Politics regarding Ukraine is also an extremely important factor. The moment with the regulations on the sanctions against Russia is important there. The derogation given to us under it was not used, and all of us here in Bulgaria made amends with each other. "We made problems for ourselves, what did we achieve? Nothing. And despite this regulation, oil continues. And that's a good thing. Because without it, not only Bulgaria, but also the Balkan Peninsula remains without petroleum products," Benchev explained.

Despite geopolitical changes and sanctions, Morocco and Tunisia currently export many times more oil products to the EU. And Turkey does not have an embargo on Russian oil and processes and exports production, BPGA reminded.

A problem with oil reserves

We must follow not only the European requirements, but also seek our national interest. And it is related to Bulgaria being provided with petroleum products in the next decade.

Currently, half of the required oil reserves can be stored in another EU member state. In case of crisis, they may be requested and delivered to us.

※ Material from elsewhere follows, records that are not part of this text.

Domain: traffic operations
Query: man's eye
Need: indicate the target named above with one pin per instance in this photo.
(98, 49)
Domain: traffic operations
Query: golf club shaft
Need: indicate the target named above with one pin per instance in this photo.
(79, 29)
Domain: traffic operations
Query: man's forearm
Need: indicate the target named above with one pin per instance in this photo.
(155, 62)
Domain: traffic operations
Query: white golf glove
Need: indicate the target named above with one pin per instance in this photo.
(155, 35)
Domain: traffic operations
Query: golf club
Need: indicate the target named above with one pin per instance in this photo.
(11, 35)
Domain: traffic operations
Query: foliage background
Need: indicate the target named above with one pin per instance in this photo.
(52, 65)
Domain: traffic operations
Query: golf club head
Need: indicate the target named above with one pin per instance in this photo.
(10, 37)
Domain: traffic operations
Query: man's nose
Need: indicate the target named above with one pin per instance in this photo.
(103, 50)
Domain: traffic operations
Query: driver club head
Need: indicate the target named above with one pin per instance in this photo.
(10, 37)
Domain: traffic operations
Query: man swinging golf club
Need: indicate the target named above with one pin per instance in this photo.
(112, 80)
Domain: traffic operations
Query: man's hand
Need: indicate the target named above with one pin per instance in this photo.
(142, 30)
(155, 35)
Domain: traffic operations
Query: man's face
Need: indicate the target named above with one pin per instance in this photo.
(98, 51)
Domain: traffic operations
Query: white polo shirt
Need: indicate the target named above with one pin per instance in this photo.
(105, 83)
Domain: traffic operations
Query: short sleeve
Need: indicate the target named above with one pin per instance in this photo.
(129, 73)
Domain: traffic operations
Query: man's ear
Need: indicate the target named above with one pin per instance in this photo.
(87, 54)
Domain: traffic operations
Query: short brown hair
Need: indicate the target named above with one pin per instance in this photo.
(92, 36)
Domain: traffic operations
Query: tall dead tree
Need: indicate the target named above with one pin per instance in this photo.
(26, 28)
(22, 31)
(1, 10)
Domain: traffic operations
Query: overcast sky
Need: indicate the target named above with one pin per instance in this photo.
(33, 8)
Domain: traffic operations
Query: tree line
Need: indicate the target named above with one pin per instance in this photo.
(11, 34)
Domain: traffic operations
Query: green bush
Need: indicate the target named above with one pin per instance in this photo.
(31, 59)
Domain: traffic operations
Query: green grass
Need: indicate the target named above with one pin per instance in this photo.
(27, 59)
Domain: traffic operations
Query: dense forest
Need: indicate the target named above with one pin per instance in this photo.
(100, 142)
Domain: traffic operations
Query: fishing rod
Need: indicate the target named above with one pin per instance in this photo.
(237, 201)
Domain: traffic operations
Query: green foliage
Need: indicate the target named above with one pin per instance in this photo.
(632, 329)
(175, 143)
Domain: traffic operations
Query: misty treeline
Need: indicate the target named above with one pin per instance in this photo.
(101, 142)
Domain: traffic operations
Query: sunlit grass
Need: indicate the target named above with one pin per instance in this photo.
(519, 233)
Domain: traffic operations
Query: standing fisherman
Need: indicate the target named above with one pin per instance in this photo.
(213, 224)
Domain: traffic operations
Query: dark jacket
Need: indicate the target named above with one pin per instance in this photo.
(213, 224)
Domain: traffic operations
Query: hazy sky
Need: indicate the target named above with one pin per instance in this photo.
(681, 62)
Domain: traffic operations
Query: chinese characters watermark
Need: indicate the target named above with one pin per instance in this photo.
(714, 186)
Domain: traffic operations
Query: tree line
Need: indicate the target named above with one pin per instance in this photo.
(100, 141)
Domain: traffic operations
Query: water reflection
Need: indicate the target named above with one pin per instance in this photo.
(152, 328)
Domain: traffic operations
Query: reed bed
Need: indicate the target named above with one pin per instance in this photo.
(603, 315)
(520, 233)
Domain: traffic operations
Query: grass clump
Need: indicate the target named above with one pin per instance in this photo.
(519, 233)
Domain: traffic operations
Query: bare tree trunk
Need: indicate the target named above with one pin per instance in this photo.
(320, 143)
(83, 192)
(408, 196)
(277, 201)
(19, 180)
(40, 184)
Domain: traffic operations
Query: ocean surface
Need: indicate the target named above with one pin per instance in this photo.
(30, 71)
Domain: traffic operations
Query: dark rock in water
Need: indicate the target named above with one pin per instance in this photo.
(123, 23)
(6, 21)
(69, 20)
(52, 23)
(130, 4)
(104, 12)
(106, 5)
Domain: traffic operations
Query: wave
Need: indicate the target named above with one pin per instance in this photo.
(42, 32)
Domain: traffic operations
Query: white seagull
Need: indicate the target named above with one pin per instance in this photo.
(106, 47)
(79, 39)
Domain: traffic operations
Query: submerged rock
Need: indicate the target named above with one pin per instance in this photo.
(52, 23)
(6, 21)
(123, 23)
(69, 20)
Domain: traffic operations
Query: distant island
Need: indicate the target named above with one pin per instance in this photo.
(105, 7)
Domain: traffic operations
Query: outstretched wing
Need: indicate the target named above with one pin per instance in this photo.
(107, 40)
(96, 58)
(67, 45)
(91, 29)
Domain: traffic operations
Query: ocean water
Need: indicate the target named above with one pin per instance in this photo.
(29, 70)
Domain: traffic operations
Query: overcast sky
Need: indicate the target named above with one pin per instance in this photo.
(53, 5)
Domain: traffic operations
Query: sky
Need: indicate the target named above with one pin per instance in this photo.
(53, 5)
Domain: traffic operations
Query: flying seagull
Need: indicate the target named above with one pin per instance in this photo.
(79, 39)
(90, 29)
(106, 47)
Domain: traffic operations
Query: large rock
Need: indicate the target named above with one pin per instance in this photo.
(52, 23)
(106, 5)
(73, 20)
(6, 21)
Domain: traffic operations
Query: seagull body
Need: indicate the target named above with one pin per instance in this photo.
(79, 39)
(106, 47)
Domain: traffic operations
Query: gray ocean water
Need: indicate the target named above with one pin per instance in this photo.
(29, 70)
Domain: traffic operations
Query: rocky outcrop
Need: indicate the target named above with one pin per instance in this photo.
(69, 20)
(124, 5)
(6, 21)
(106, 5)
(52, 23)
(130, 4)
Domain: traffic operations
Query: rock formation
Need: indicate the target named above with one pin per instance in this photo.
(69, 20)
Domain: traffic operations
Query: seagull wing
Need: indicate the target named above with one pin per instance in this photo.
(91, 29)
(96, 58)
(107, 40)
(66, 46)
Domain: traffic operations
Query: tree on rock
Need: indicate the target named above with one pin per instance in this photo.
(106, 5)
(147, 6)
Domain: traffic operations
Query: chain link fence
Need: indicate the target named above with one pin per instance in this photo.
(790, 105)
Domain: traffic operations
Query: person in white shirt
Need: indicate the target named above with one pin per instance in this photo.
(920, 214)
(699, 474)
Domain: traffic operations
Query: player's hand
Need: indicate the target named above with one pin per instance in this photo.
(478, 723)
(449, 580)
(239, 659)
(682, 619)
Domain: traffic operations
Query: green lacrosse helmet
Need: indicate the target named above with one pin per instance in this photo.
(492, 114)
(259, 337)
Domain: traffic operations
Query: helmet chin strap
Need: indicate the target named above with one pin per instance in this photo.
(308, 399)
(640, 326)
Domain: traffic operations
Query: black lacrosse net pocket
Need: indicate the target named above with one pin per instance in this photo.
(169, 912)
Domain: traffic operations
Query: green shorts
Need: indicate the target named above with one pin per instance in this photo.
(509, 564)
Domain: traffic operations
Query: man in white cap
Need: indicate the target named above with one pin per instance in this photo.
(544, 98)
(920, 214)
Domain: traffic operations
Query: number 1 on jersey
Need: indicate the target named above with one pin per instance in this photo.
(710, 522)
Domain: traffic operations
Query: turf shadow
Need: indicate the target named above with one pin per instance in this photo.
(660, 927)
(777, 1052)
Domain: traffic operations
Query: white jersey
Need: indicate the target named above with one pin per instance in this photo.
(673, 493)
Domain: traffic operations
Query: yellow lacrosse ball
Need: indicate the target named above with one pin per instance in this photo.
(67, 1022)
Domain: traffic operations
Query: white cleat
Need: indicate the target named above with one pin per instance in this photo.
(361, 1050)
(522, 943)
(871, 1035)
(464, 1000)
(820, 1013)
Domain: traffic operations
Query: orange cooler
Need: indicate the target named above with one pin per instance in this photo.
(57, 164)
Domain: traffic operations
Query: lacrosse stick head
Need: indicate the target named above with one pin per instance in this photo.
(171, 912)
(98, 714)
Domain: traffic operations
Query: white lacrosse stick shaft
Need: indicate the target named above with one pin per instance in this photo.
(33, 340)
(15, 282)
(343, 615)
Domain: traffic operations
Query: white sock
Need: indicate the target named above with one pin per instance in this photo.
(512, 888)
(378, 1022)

In Bulgaria, however, there are companies that practically have almost no stocks or do not keep them in stock for at least 90 days, it became clear from the oil experts. According to Benchev, the delivery of these fuels stored outside Bulgaria will also be a problem. Especially if an oil crisis overtakes us, which covers not only our country, but also other EU countries.

At the same time, the deputies of the last National Assembly mainly dealt with the issue related to the management of "Lukoil" and the supply of non-Russian oil. "There were three bills on the subject in the National Assembly - one was for banning the export of Russian oil, the second was for taxation of oil products, and the third was for the appointment of a special commercial representative in the management of Lukoil."

Separately, there were several tax changes that were not well coordinated. And the state ordered the Minister of Economy to find a formula and calculate the price differences between Brent and Urals oil, because there is no clear quotation for the Russian oil.

At the same time, the EC stated that the discount of 25 cents contradicts the legislation and is absolutely discriminatory. And now we have to see how people will support each other at this time. But for that we need to know who the energy poor are. Such a definition has not yet been made either. In our legislation, there is no definition of how already imported Russian products are taxed, Benchev added.

With regard to the special commercial representative, there are again a number of problematic issues. “What do we want to achieve with this idea? This looks like hidden nationalization. The state wants to manage a company, but without suffering the damage from it. That is, the costs are for the private company, and the benefits are for the state," Benchev analyzed. He asked whether the state is capable of dealing with a real crisis in fuel supplies in our country. Even through the definition of "critical infrastructure", the state can decide to take over the management of every single company through whose territory such objects pass, Benchev added.

In short, there are a number of problems and questions that the state must answer. It is also necessary to create a transport strategy for how the sector will move in the next 10-15 years, but this is not being done at the moment.

"The market is really not in a good state," added Zivodar Terziev, chairman of BPGA. And this is due to the fact that it is used until now as a kind of "punching pear", and the goal of the state is only to reduce the price of fuels. According to him, the Bulgarian industry for fuels and petroleum products has had almost zero investments in recent years. And internal combustion engines will be widely used for at least another 15 years.

However, the lack of investments in our country and mutual accusations will lead to a collapse, Terziev was categorical.

According to him, the energy security and security of the state should not be risked. Because there may come a time when even the people's representatives will go to work with wheels.